Corley shared a schlock flick with the viewers each week, presenting himself (unknowingly) as a bad motion picture director, complete with the obligatory directorial accoutrements of jodhpurs and beret and megaphone.
The premise of this series had him searching high and low for the "World's Worst Movie." So, where better to look than in Channel 11's library?
That's the truth! I've laughed at that dig at the station for 40 years. Channel 11 was textbook awful in those days. I'm amazed Corley's putdowns were allowed on their air.
In wrap-arounds and interstitial segments during the feature attractions, Corley insulted the movies. As ramshackle as the dozen or so episodes were, the concept made a major impression on me. I always thought "World's Worst Movie" was a terrific idea, long before "Mystery Science Theatre 3000" came along.
I believe this series unspooled my first viewing of Roger Corman's "A Bucket of Blood," a guilty pleasure, with The Great Dick Miller. In fact, I know it is, because there's a shot in a nightclub where over-the-hill fat cats are chatting up young party babes sitting much too close. Corley recapped the scene and mentioned how heartwarming it was to see the loving fathers escort their young daughters out for an evening on the town.
Corley remains notorious in some Atlanta circles (mainly mine) for a third project. He was the creative genius behind "The Tubby and Lester Show," a massive rip-off of the Laurel and Hardy personas, down to their costumes and weighty extremes. Tubby and Lester anchored a weekday morning children's series on Channel 11 from 7 to 8 (maybe longer). Between cartoons, they would (dis)grace us with their slipshod slapstick comedy.
Almost always, the Tubby and Lester sketches were mangled to a recording of Henry Mancini's "Baby Elephant Walk," from "Hatari!" Since the sketches stretched far too long, the "Baby Elephant Walk" music would finish and fade to silence mid-scenes. So, after some dead air, the TV control room routinely restarted the same recording as T & L bumbled on.
During my first year or two in high school, I manned -- um, boy-ed the Audio-Visual Room in the student library each morning before classes.
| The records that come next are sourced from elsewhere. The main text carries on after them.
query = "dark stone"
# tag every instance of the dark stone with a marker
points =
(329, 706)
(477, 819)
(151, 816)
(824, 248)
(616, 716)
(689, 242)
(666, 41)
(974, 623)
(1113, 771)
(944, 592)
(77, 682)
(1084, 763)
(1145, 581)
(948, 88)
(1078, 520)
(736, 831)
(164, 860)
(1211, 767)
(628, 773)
There, I watched "Tubby and Lester" religiously.
I was praying I was funnier.
The team brought a new dimension to "lame."
To this day, I cannot watch "Hatari!" without thinking of Tubby and Lester.
Thanks to them, I am scarred for life.
I suffer chronic whiplash at the sight of pie.
You'll never see my necktie and a large scissors in the same glimpse.
When my wife strolls aimlessly with a 12-foot plank and a can of paint, I flee.